Like I said earlier, I'm only a high school student, so feel free to dumb down your answer. Thanks for your help!
EDIT: Someone suggested I post a screenshot. Here it is: https://i.stack.imgur.com/JAP0A.jpg.
Let $R$ be an integral domain (e.g. $\mathbb{Z}$), and let $a, b \in R$. We say that $a$ divides $b$ in $R$ if there exists a $k \in R$ such that $ak = b$. If $p \in R$, we say that $p$ is prime in $R$ if whenever $p$ divides a product $ab$ of elements $a, b \in R$, then $p$ divides at least one of the factors $a$ or $b$. If $S$ is a larger integral domain containing $R$, and $p$ is a prime element of $R$, then $p$ may or may not be prime when considered as an element of $S$.

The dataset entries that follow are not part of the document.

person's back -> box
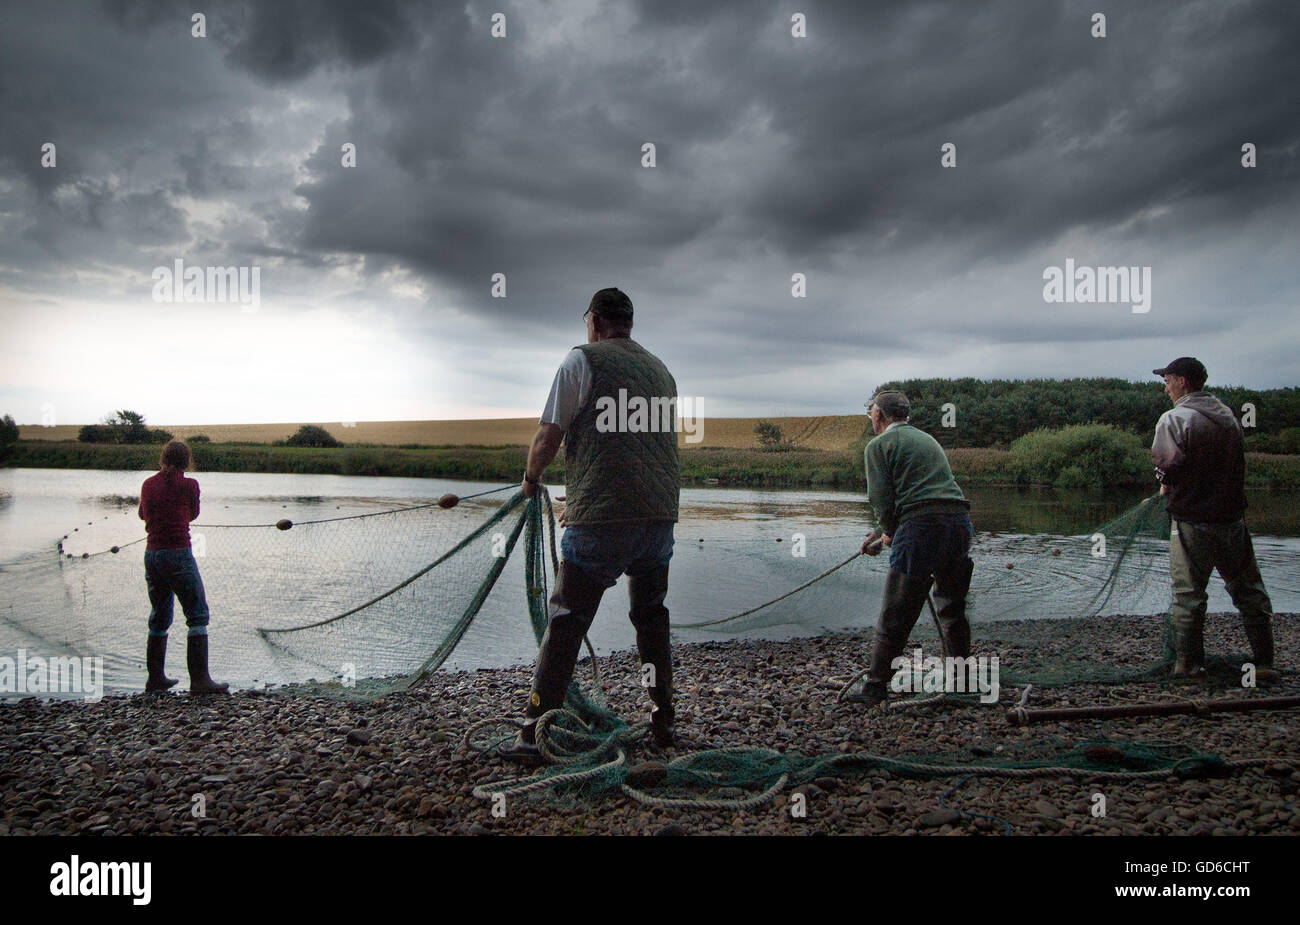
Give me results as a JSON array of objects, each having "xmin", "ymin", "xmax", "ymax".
[
  {"xmin": 856, "ymin": 392, "xmax": 975, "ymax": 707},
  {"xmin": 138, "ymin": 441, "xmax": 228, "ymax": 696},
  {"xmin": 563, "ymin": 337, "xmax": 680, "ymax": 526},
  {"xmin": 864, "ymin": 422, "xmax": 968, "ymax": 529},
  {"xmin": 139, "ymin": 468, "xmax": 200, "ymax": 550},
  {"xmin": 1151, "ymin": 357, "xmax": 1274, "ymax": 679},
  {"xmin": 1152, "ymin": 390, "xmax": 1246, "ymax": 524},
  {"xmin": 502, "ymin": 287, "xmax": 681, "ymax": 761}
]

In Theorem 1.2, you have the equation $2e^2 = a^2 + s^2 = (a+si)(a-si)$.
If $p$ is a prime which is congruent to $3$ modulo $4$, then it is still prime as an element of $\mathbb{Z}[i]$. Since $p$ divides the product $(a+si)(a-si)$, it must divide one of the factors $a+si$ or $a-si$.
However, if $p$ is congruent to one, then $p$ is no longer prime as an element of $\mathbb{Z}[i]$. So the argument about dividing one of the factors no longer works.